I'm still a Javascript/Node newbie but it seems to me that the suggested workarounds that involve waiting for an async notification that the stream has closed, or using process.nextTick() to delay the exit (or to rethrow the exception in the case of the original example) would allow the event loop to continue processing whatever was queued up next (chunks of async functions/promise chains, requests, etc.). Since the app is in an unknown state at this point due to the uncaught exception, that could lead to additional uncaught exceptions, or other unpredictable behavior, which is counterproductive in cases like this.

My takeaway here is that we either need a true synchronous write or flush for the log streams, or need to be relying only on stdout and piping to persistent storage from the host OS rather than the Node process. From previous comments it sounds like even stdout may be a problem on Windows.

I've been looking at the fs APIs and source code and it looks at least theoretically possible to me that bunyan could force a synchronous write (on demand, NOT for every write) but I'm not sure that this is compatible with the streams API that it currently uses (the sync methods are part of the fs APIs, not the steams APIs).

Am I missing something?

I have not traced all the way through from bunyan's stream output through to the underlying C fs implementation in enough detail to fully understand whether the problem here is due to JS style asynchronicity or whether it's just due to more traditional buffering issues but so far to me it looks like the former.

rationull commented 7 years ago

I just hacked on bunyan a little and confirmed that writes straight through to the underlying file descriptor using fs.writeSync() are indeed written synchronously and will make it to the log file, at least in my test case. This will only work if the file descriptor has already been opened by the time the exception is thrown of course.

So another class of workarounds for this might be to provide a way to write a log message synchronously, which could be used in cases where it's known the process is about to terminate.

This is kind of an edge case, but @trentm do you have any input on how this would be best represented in bunyan's API if one were to submit a PR? Separate *sync() versions of the output functions? A sync mode flag on the logger? Something else?

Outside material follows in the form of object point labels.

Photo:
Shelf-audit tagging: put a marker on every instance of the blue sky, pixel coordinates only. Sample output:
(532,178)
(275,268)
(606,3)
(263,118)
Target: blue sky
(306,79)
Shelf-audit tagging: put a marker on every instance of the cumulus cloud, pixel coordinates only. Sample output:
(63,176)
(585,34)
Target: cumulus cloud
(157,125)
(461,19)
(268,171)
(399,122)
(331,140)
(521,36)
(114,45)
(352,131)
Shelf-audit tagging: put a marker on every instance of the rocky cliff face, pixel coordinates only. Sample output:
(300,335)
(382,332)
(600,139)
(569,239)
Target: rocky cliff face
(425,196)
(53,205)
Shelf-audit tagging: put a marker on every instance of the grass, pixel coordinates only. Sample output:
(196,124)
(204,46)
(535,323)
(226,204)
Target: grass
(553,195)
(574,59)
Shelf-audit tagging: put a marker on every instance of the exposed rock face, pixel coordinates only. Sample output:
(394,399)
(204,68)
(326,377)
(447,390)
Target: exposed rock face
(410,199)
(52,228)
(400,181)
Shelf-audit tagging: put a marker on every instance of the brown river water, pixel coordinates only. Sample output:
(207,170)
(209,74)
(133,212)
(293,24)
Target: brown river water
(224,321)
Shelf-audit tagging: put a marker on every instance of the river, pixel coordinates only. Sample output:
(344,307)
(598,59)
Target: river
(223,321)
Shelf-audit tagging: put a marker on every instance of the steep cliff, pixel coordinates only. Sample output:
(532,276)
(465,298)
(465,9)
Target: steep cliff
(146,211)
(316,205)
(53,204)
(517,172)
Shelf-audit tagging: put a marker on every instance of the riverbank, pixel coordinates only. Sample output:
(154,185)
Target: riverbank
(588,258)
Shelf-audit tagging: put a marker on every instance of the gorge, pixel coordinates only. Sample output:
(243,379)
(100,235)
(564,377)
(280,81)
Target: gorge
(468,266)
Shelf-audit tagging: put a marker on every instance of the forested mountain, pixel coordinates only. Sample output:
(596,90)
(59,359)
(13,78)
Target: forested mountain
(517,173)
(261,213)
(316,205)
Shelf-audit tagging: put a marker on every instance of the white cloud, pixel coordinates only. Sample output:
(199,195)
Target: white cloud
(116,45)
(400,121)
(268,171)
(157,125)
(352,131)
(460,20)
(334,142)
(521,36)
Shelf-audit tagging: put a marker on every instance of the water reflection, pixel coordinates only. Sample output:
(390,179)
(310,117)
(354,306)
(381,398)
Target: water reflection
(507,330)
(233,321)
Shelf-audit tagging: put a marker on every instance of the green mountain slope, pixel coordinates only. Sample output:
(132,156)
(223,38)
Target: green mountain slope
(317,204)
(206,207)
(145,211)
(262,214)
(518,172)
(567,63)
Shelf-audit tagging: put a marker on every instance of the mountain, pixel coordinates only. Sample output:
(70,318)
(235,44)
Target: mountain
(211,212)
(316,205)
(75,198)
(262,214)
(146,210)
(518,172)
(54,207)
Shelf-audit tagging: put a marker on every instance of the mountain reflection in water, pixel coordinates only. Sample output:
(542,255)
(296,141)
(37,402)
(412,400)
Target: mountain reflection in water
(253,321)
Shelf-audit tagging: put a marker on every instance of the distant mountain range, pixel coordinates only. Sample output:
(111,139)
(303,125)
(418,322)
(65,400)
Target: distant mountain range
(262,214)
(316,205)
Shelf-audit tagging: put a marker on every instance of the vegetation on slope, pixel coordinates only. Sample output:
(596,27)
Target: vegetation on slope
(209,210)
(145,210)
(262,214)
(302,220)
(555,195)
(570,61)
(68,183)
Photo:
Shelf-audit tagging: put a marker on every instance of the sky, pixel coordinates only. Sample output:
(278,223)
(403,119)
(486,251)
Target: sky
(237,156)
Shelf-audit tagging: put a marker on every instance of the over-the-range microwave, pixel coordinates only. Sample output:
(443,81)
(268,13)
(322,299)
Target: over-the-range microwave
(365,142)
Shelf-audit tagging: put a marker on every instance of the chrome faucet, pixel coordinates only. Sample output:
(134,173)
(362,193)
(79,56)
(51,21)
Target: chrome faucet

jdthorpe commented 7 years ago

@rationull , If you're worried about flushing the logs before node exits on an uncaught exception, shutdown signal, or normal exit, why not use the winston-log-and-exit patch like so:

require('winston-log-and-exit');
process.on('uncaughtException',  // or 'sigint' or 'exit'
    function (err) {
    winston.error("Uncaught Exception",err);

    // this message and all before it will be flushed before exiting:
    winston.log_and_exit("info","bye",1); 
});

Srokap commented 7 years ago

@jdthorpe This module doesn't really address the concern that we probably should not allow event loop to run any further. If we contained the logic to next tick queue, it would be reasonable solution IMO (still not perfect), but I doubt it is possible since we likely need to process something via IO events queue when flushing stuff.

fs.writeSync might work, but remember that targets can be just a custom stream. That will be a bigger issue.

IIRC core winston lib did something as dumb as setTimeout for 3s before killing process. For lack of a better solution it is better than nothing I guess.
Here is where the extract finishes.